Joseph Kalulu

Personal information
- Full name: Joseph Kalulu Kyatengwa
- Date of birth: 29 November 2004 (age 21)
- Place of birth: Lyon, France
- Height: 1.80 m (5 ft 11 in)
- Position: Left-back

Team information
- Current team: Angers
- Number: 17

Youth career
- 2011–2022: Lyon
- 2022–2023: Saint Priest

Senior career*
- Years: Team / Apps / (Gls)
- 2023–2024: Saint Priest / 20 / (1)
- 2024–2025: Pau B / 11 / (0)
- 2024–2026: Pau / 59 / (1)
- 2026–: Angers / 2 / (0)

= Joseph Kalulu =

French footballer (born 2004)

Joseph Kalulu (born ) is a French footballer who plays as a left-back for club Angers.

== Career ==

=== Early career ===
Joseph Kalulu, born in Lyon, France began his football journey at Olympique Lyonnais, where he progressed through the youth ranks from U7 to U17. In 2022, he joined the U19 team of Saint Priest and started making a name for himself on the field.

=== Saint-Priest and Pau ===
Kalulu moved to the senior squad of Saint Priest in January 2023, transitioning from the U19 team.

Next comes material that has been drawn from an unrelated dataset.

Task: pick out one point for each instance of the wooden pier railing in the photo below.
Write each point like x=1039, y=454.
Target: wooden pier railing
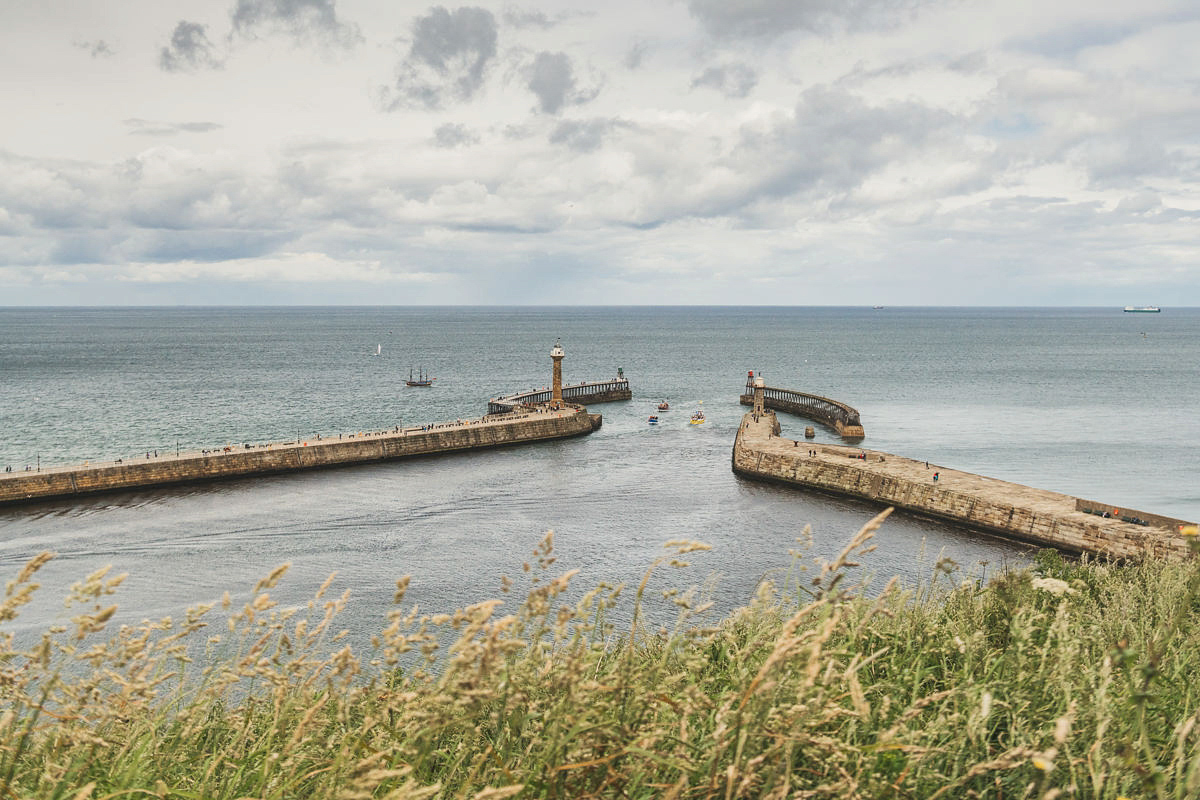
x=840, y=416
x=595, y=391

During his first season with the senior team, he earned a regular spot, particularly filling in for the injured captain Stéphan Varsovie.

In the 2023–24 season, Kalulu made significant contributions as AS Saint-Priest achieved a notable performance in the Coupe de France, reaching the 8th finals for the first time in the club's history.

Joseph Kalulu joined Pau FC at the start of the 2024–2025 season and earned a place in the squad for Matchday 1 against Clermont, getting the nod over Jean-Lambert Evans. Originally expected to spend most of his time with the reserve team in National 3, Kalulu earned playing time, featuring in five of the first six matches of Pau FC’s 2024–25 season.

===Angers===
On 19 August 2026, Kalulu signed a four-year contract with Angers in Ligue 1.

== Personal life ==
Joseph Kalulu is the youngest member of the Kalulu footballing family. His brothers—Aldo, who plays for FK Partizan; Gédéon, currently with FC Lorient; and Pierre, a key player for Juventus FC—have all established successful careers in professional football. The Kalulu family, originally named Kyatengwa, is based in Saint-Fons, near Lyon.